Ephraim Wernick
UPDATE: Wernick left the DOJ in June 2019 to become a partner at Vinson & Elkins.
Ephraim "Fry" Wernick is an assistant chief in the Foreign Corrupt Practices Act unit of the Justice Department criminal division fraud section.
After high school in Dallas, Texas, he graduated from Brown University in 1999 and earned a law degree from the University of Texas School of Law in 2003.
At Brown University, he studied modern Middle Eastern history, which may have been helpful for a stint on the federal government's Guantanamo Bay litigation team. There, he ensured that several high-value detainees connected to al-Qaida and the Taliban remained detained at the naval base.
As the lead trial attorney for the US, Wernick successfully opposed a habeas petition from Khairullah Kharkhwa, a former Herat governor and high-ranking Taliban member, who sought his freedom from the US detention center in Guantanamo. President Barack Obama eventually traded Kharkhwa and four other Taliban members for the release of Sgt Bowe Bergdahl in June 2014.

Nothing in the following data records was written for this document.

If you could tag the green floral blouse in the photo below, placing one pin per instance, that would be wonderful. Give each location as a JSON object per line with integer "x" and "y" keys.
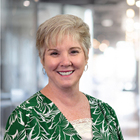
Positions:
{"x": 38, "y": 118}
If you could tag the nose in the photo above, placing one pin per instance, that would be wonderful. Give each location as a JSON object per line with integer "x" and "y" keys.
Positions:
{"x": 65, "y": 61}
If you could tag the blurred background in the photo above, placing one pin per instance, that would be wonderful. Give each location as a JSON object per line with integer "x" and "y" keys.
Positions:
{"x": 113, "y": 73}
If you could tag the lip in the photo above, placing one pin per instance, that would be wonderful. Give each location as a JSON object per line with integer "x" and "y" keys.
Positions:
{"x": 65, "y": 73}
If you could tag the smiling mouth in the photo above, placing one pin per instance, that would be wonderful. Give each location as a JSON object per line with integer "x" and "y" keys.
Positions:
{"x": 66, "y": 73}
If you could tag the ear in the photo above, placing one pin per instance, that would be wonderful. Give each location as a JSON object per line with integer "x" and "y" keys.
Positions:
{"x": 42, "y": 62}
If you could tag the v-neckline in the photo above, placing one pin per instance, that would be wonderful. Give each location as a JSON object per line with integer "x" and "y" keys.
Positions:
{"x": 62, "y": 115}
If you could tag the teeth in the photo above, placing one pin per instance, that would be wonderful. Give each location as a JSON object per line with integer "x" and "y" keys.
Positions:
{"x": 65, "y": 73}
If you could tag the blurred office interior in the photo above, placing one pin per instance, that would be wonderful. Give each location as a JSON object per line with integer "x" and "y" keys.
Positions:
{"x": 113, "y": 73}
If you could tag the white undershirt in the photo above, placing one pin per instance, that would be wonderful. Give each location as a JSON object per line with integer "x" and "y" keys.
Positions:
{"x": 83, "y": 127}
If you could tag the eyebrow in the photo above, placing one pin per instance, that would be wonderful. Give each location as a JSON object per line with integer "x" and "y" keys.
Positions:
{"x": 70, "y": 49}
{"x": 52, "y": 50}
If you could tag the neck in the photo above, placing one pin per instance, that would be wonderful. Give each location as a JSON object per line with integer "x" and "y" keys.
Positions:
{"x": 67, "y": 96}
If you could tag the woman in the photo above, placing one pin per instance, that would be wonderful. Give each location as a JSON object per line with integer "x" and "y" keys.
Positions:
{"x": 60, "y": 110}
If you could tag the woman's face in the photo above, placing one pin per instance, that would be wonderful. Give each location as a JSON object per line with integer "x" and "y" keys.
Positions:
{"x": 64, "y": 63}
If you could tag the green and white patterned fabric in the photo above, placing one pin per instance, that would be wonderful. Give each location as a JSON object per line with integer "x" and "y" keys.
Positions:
{"x": 38, "y": 118}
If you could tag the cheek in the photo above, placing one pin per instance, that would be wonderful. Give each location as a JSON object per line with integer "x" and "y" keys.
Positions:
{"x": 50, "y": 65}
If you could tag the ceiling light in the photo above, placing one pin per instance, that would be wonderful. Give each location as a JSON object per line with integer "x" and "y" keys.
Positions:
{"x": 107, "y": 22}
{"x": 102, "y": 47}
{"x": 138, "y": 3}
{"x": 137, "y": 25}
{"x": 26, "y": 3}
{"x": 130, "y": 13}
{"x": 130, "y": 2}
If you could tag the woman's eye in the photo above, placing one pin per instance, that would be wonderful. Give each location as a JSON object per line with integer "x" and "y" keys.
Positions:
{"x": 54, "y": 53}
{"x": 74, "y": 51}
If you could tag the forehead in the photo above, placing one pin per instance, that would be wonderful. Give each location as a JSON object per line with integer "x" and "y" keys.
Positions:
{"x": 60, "y": 40}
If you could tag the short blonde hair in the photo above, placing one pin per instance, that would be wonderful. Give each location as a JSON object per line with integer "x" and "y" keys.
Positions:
{"x": 55, "y": 28}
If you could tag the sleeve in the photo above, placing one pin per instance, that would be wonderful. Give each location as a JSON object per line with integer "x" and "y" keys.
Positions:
{"x": 111, "y": 117}
{"x": 15, "y": 127}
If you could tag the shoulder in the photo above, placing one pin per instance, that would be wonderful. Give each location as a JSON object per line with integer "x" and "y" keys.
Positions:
{"x": 104, "y": 107}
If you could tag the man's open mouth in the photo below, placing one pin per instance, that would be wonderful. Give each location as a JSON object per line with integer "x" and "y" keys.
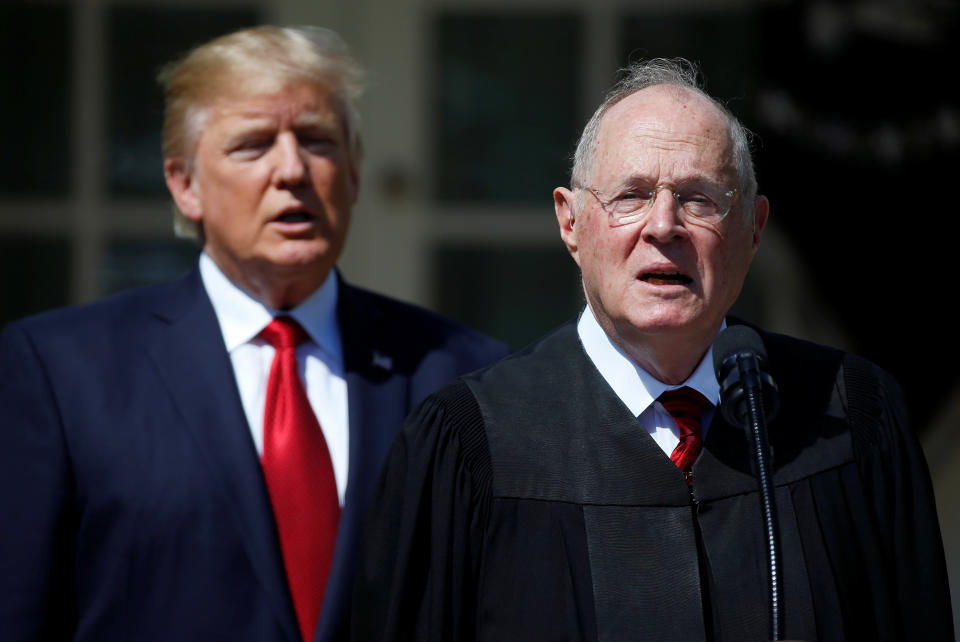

Wernick also served in 2008 as counsel for the Senate's permanent subcommittee on investigations, where he investigated illegal exports of dual-use technologies.
In private practice, he has worked as an attorney at Akin Gump Strauss Hauer & Feld and at Strasburger & Price in Dallas.
Before the Texan joined the FCPA unit in August 2014, Wernick was an assistant US attorney in the District of Columbia. He prosecuted violent crimes, including a double shooting inside a family's apartment, and white-collar matters, including an investment fraud scheme in which investors lost more than US$11 million.
Since joining the FCPA unit first as a trial attorney, Wernick successfully prosecuted in 2015 a Russian nuclear energy official who pleaded guilty to a money-laundering conspiracy involving violations of the Foreign Corrupt Practices Act.
After spending time on detail with the Senate Judiciary Committee assisting the chair – Senator Chuck Grassley (R-Iowa) – during the summer of 2017, Wernick returned to the FCPA unit to take up an assistant chief position in November that year.